Gerin studied Wacho in some bemusement; he was showing more in the way of common sense than he'd given any hint of having till now. Hit a man over the head with an idea often enough and he sometimes got it.

Authari Broken-Tooth was getting it, too, but not caring for it once he had it. He set a hand on the hilt of his sword as he glared at Ratkis Bronzecaster. "If you hadn't shown up at the wrong time, we'd all still be free," he snarled.

"What, there on the Elabon Way when the Fox here was coming back from Ikos the second time?" Ratkis asked. Authari nodded. Ratkis, by contrast, shook his head. "I heard about what happened there. You could have squashed him, but you funked the job. And you've got no one to blame for that but yourself." Under his breath, he added, "Not that you will."

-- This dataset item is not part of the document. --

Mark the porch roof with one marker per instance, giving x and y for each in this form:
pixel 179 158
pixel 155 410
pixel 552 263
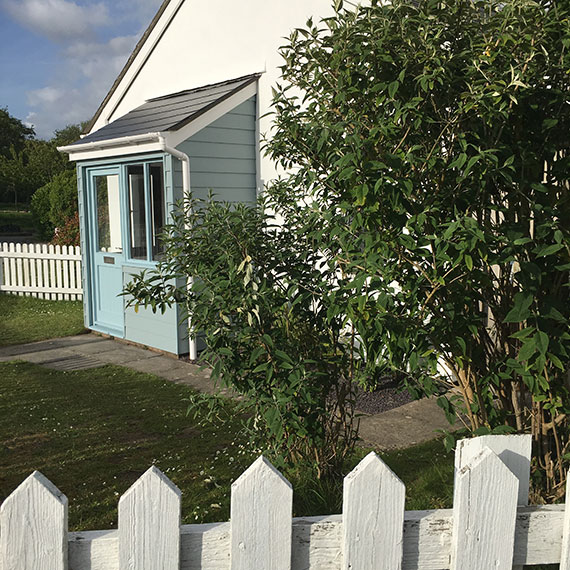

And, sure enough, Authari snapped, "That's a lie." But it wasn't a lie. Gerin knew it, and Authari probably knew it, too, down in his heart of hearts: he lacked the gambler's nerve that would have spelled the difference between a petty baron and something more prominent. He looked around the great hall, out toward the courtyard, and out toward the encampment some of Gerin's men had made beyond it. The Fox could gauge the moment when he accepted that he could not change what he saw. "Bah!" Authari said. "We might as well get this over with." He looked around again, this time for Duren.

Ratkis Bronzecaster did more than look. He waved, and got Duren's attention. Gerin waved, too: if Authari was going to give homage and fealty, the opportunity had to be seized, not wasted.

Duren hurried over. Gerin used elbows to help clear a space in the crowd where Authari and his fellows could kneel. Ratkis Bronzecaster had already sworn loyalty to Duren, but had no objection to doing it again. On the contrary: when he gave his new overlord homage and fealty, he obviously meant what he said, which exerted extra pressure on the other three men who had formerly been Ricolf's vassals to mean what they said, too.

After they had given Duren homage and fealty, he said in a loud voice, "Now we see how the prophecy Biton delivered through his Sibyl at Ikos is fulfilled. May the omen prove good!"

Gerin's men cheered raucously. So did a good many of the ordinary troopers Hilmic, Wacho, and Authari had brought with them. That in turn cheered the Fox. If ordinary soldiers favored his son, their leaders would have a harder time making trouble for Duren. And reminding the folk here of the oracular response also struck Gerin as clever. Duren could claim-and claim truthfully-he took the barony with the support of the gods.

The Fox made his way over to his son. "It's yours now. Use it the best way you know how. If you have trouble, you know you can call on me."

"Yes, I know that." Duren nodded. "I shouldn't do it save in direst need, though, or people will think I can't handle my own troubles."

"That's the answer a man gives." Gerin thumped his son on the shoulder.

Duren might have sounded like a man, but he didn't look like one, not in that moment. He looked about the way Gerin would have expected a youth leaving the only home he'd ever known to look: worried and a little afraid. "I'll have to make my place here," he said. "I won't have it on account of who you are."